Vaksin Palsu, Siapa Yang Paling Bertanggung Jawab ?

images-119

Febby Helmisa Ramadhan

(Direktur Lembaga Bantuan Hukum PP Gerakan Pemuda Islam Indonesia).

Belakangan ini masyarakat Indonesia diresahkan dengan adanya peredaran vaksin palsu, tentu akan menjadi sebuah kepanikan kepada setiap orang tua, yang dimana sangat khawatir kesehatan anak – anak nya apabila ternyata mendapati pernah di vaksin dengan vaksin palsu.

Terlebih disaat Kementerian Kesehatan Republik Indonesia (KEMENKES RI) telah merilis nama – nama rumah sakit yang diduga terlibat dalam penggunaan vaksin palsu, walhasil banyak orang tua yang mendatangi rumah sakit yang telah terilis oleh Kemenkes guna meminta penjelasan dan pertanggung jawaban penuh kepada pihak rumah sakit yang diduga terlibat.

Mencermati perkembangan berita vaksin palsu dari beberapa media televisi dan online, sampai saat ini belum terlihat adanya pihak – pihak yang secara legowo mengakui kelalaiannya dalam mengawasi peredaran vaksin palsu tersebut, akan tetapi masyarakat hanya tau si pembuat, dan si pengedar yang sudah tertangkap.
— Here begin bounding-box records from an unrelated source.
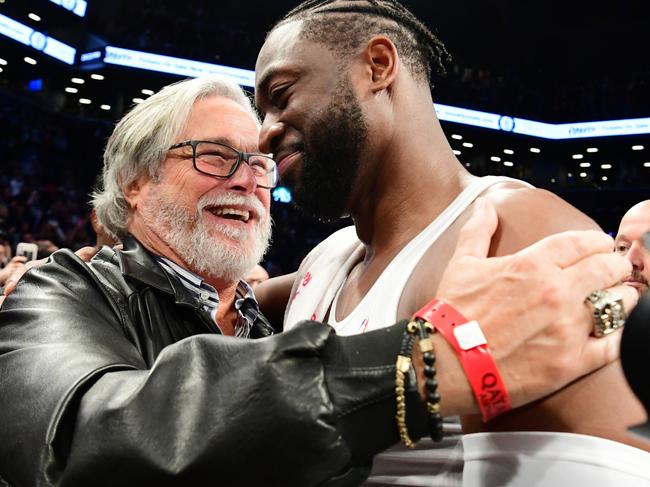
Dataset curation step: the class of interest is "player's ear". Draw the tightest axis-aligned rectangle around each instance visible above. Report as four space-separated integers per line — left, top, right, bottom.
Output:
362 35 400 93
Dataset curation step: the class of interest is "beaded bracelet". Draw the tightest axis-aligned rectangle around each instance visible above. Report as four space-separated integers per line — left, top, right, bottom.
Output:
395 318 442 448
415 318 442 442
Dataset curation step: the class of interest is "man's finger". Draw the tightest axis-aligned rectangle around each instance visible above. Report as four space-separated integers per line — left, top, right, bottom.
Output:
75 247 99 262
562 252 632 297
579 330 622 375
452 198 499 259
520 230 614 268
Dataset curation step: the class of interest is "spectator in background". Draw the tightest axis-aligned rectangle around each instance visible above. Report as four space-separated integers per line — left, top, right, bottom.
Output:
616 200 650 294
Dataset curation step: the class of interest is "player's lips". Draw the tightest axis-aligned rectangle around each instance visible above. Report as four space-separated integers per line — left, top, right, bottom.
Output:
278 150 302 176
623 279 648 290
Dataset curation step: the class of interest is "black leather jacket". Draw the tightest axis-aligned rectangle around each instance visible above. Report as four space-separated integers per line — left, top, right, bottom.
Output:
0 239 425 487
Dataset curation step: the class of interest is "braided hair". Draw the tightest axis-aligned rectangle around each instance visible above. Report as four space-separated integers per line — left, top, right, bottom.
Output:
274 0 451 84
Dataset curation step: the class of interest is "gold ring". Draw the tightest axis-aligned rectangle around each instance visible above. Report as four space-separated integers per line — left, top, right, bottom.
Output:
586 291 625 338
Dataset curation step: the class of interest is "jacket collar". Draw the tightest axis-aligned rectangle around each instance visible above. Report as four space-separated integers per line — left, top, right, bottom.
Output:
118 235 200 308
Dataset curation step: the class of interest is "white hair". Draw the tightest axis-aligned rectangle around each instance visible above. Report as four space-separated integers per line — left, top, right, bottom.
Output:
92 76 259 238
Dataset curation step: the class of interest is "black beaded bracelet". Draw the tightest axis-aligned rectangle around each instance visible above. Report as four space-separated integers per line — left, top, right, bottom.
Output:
395 318 443 448
415 318 443 442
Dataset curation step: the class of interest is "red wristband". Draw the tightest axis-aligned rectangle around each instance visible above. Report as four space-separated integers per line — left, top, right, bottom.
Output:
413 299 512 421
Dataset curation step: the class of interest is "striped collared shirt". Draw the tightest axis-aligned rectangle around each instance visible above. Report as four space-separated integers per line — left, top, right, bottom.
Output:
155 256 260 338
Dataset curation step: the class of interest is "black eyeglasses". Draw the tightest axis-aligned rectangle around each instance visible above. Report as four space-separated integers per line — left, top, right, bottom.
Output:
168 140 278 188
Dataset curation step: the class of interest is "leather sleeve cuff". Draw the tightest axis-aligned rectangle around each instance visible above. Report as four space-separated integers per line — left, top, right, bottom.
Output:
322 320 427 465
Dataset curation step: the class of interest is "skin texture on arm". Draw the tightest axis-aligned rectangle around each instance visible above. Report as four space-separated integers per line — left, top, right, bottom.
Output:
404 187 648 449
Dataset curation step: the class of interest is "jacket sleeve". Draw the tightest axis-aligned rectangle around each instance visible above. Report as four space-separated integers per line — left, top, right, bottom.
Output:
0 252 424 486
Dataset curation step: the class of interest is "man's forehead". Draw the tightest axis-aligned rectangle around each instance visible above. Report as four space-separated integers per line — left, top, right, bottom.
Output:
255 21 304 87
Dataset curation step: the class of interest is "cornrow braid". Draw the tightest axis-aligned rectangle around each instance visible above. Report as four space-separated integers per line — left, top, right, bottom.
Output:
275 0 451 83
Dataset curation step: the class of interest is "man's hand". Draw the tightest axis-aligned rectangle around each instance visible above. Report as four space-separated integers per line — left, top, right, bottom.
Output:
0 255 27 286
436 198 638 414
0 247 99 308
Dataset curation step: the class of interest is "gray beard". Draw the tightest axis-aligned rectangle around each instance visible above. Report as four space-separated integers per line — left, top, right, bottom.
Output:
142 185 272 282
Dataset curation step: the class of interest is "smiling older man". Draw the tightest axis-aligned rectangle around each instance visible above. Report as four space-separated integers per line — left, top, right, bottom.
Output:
0 73 635 487
616 200 650 294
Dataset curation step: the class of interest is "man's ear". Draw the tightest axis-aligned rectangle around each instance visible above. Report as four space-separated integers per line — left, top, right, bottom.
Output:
364 35 400 93
124 174 151 209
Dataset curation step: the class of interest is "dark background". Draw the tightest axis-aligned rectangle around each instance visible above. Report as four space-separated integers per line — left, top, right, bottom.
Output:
0 0 650 273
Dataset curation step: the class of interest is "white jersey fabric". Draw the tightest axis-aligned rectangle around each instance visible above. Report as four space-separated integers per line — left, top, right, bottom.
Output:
284 176 529 335
462 431 650 487
284 176 528 486
284 176 650 487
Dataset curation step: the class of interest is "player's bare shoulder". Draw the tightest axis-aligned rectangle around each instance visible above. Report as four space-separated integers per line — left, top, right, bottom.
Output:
483 181 600 255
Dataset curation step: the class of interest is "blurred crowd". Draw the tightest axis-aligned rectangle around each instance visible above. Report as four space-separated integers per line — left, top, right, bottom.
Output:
93 0 650 122
0 95 349 286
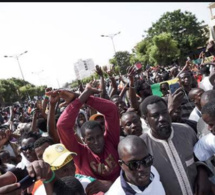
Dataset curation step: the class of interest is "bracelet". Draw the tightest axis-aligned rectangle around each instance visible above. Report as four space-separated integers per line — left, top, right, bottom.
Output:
43 171 55 184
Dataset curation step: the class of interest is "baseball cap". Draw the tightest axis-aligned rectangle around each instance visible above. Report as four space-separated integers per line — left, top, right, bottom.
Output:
43 144 77 170
89 114 104 121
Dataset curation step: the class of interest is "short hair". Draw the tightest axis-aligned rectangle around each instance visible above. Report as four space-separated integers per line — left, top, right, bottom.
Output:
201 100 215 117
19 131 41 143
53 176 84 195
135 80 150 96
34 136 55 148
37 118 47 132
81 121 102 137
110 95 121 101
188 88 204 97
121 111 140 120
139 95 167 117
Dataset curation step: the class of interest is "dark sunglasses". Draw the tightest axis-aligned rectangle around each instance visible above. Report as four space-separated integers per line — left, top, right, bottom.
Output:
21 144 34 151
119 154 154 171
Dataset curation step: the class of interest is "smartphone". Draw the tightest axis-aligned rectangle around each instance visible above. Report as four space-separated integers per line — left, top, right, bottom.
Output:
19 175 37 190
135 63 142 70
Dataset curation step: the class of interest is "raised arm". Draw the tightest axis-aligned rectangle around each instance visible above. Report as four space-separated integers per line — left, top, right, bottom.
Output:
47 92 60 143
86 88 120 144
128 67 139 111
96 65 110 99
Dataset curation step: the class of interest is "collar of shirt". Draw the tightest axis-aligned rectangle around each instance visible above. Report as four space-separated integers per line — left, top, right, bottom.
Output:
120 170 154 195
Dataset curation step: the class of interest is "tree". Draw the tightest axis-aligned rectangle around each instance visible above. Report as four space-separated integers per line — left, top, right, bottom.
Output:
149 33 180 66
131 38 152 65
147 9 208 63
109 51 131 74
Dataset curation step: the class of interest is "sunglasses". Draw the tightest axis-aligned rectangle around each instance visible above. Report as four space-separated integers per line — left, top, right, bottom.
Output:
21 144 34 151
119 154 154 171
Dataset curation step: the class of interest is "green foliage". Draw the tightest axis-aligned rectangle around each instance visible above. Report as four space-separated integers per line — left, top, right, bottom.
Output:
149 33 180 65
147 10 208 64
109 51 131 74
132 38 152 65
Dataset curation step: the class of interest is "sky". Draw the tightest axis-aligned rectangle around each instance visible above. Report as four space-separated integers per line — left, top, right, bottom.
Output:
0 2 210 88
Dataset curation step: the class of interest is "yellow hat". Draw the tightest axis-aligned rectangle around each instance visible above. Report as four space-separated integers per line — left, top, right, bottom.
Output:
43 144 77 170
89 114 104 121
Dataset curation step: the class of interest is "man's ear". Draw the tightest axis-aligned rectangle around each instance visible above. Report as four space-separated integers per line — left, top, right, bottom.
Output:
142 116 149 126
118 160 122 167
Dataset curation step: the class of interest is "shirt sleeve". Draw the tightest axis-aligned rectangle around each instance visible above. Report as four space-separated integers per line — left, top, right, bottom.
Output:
87 96 120 145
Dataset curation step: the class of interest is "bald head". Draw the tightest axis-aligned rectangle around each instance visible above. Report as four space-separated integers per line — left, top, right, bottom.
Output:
201 90 215 107
189 88 204 99
118 135 148 159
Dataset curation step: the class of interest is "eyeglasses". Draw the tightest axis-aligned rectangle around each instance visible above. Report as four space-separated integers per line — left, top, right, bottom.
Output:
21 144 34 151
119 154 154 171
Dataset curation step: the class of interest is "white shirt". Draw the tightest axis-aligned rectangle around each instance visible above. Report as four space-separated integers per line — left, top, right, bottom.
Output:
189 107 201 122
194 133 215 161
105 166 166 195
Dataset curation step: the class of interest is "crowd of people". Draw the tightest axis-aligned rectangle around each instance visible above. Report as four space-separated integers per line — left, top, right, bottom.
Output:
0 42 215 195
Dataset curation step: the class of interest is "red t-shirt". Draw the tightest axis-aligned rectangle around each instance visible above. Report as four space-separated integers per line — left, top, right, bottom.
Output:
57 96 120 181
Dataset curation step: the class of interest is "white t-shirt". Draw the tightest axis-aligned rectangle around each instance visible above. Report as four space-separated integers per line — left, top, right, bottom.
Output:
194 133 215 161
105 166 166 195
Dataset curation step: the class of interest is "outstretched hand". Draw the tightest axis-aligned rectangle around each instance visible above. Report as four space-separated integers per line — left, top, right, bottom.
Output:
96 65 103 77
85 83 101 95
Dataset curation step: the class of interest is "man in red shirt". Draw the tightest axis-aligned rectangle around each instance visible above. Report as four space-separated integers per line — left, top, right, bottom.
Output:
54 85 120 194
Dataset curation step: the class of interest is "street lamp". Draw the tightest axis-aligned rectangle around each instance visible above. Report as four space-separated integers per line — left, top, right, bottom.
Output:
101 32 120 53
4 51 28 80
32 70 44 85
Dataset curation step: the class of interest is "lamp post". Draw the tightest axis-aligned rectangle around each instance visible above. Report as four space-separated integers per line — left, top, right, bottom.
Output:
4 51 28 80
32 70 44 85
101 32 120 53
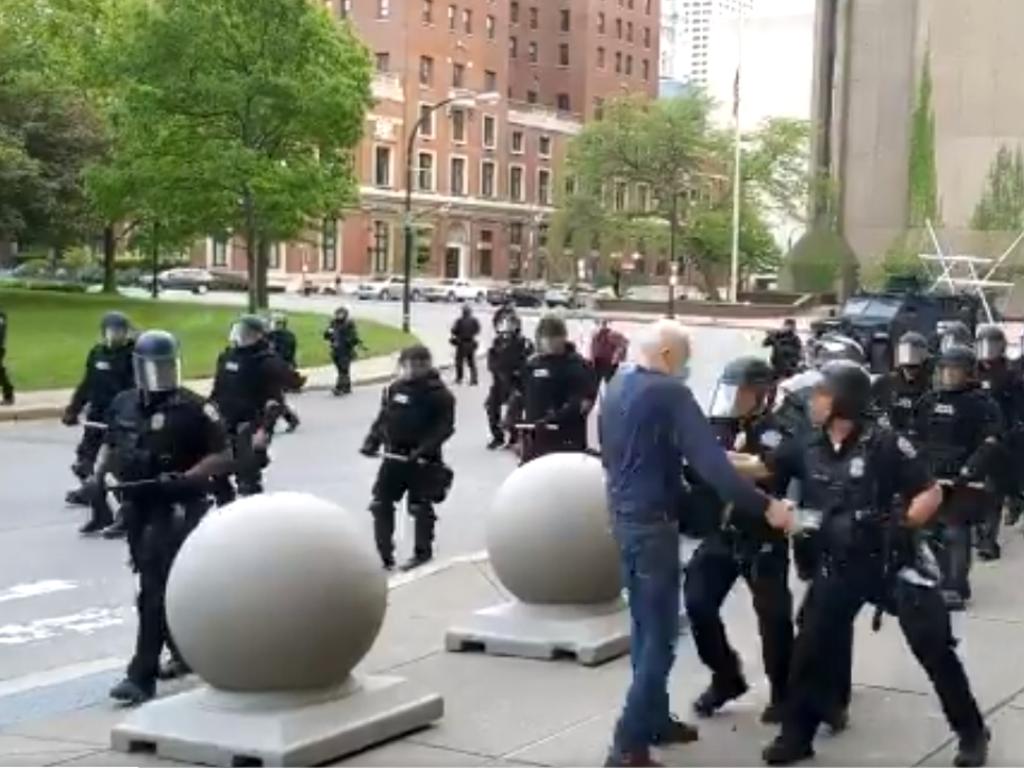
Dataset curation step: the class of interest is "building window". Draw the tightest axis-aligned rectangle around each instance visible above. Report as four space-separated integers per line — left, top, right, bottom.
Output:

Serta rumah sakit yang diduga terlibat penggunaan vaksin palsu yang telah dirilis oleh Kemenkes.

Badan Pengawas Obat dan Makanan (BPOM) dimana ??

Perlu diketahui bersama bahwa Badan Pengawas Obat dan Makanan atau disingkat Badan POM adalah sebuah lembaga di Indonesia yang bertugas mengawasi peredaran obat-obatan dan makanan di Indonesia.

Fungsi

Badan POM berfungsi antara lain:

Pengaturan, regulasi, dan standardisasi Lisensi dan sertifikasi industri di bidang farmasi berdasarkan Cara-cara Produksi yang Baik Evaluasi produk sebelum diizinkan beredar Post marketing vigilance termasuk sampling dan pengujian laboratorium, pemeriksaan sarana produksi dan distribusi, penyidikan dan penegakan hukum.

Pre-audit dan pasca-audit iklan dan promosi produk Riset terhadap pelaksanaan kebijakan pengawasan obat dan makanan; Komunikasi, informasi dan edukasi publik termasuk peringatan publik. (Wikipedia.org)

Namun mengapa selama 13 tahun peredaran vaksin palsu tidak dapat terdeteksi dan terkontrol oleh BPOM. Mengapa dan ada apa ??

Dalam hal tersebut patut diduga peredaran vaksin palsu tidak akan mungkin dapat berjalan sangat lama apabila tidak ada keterlibatan oknum BPOM.

Adapun indikasi dugaan keterlibatan/ kongkalikong oknum BPOM ialah dengan tidak mampunya mendeteksi keberadaan dan peredaran vaksin palsu setelah sekian lama beredar di Indonesia.

Dapat melenggang mulusnya secara leluasa para pelaku perihal peredaran vaksin palsu, terlebih dapat diketahui bahwa sudah 13 tahun berjalannya peredaran vaksin palsu tersebut.

Dalam hal ini tentu seluruh masyarakat Indonesia menaruh harapan besar kepada Kepolisian Republik Indonesia apabila penyidik Badan Reserse Kriminal Mabes Polri (Bareskrim Mabes Polri) dapat menyelidiki adanya dugaan keterlibatan oknum BPOM dalam kongkalikong terhadap peredaran serta pembuatan vaksin palsu.

Bahwa tidak akan mungkin kejahatan yang telah berlangsung cukup lama dapat berjalan secara leluasa tanpa adanya dugaan keterlibatan oknum pengawas yang tidak bertanggung jawab dengan meloloskan kejahatan vaksin palsu di Indonesia.

Dalam hal ini pun Pemerintah harus melakukan pengevaluasian secara menyeluruh kepada seluruh pejabat BPOM, dan seluruh pegawai BPOM. Apakah masih layak BPOM untuk di pertahankan keberadaannya dan atau bersih – bersih oknum – oknum BPOM yang tidak bekerja secara profesional dalam tanggung jawabnya sebagai langkah terbaik agar kedepannya tidak ada lagi kelalaian dalam hal pengawasan obat dan makanan di Indonesia ??

Masyarakat akan terus mensuport dan menaruh harapa besar kepada Polri untuk dapat mengusut tuntas sampai ke akar – akar nya siapa – siapa saja yang terlibat dalam peredaran vaksin palsu.

#Selamatkan anak – anak Indonesia generasi penerus bangsa.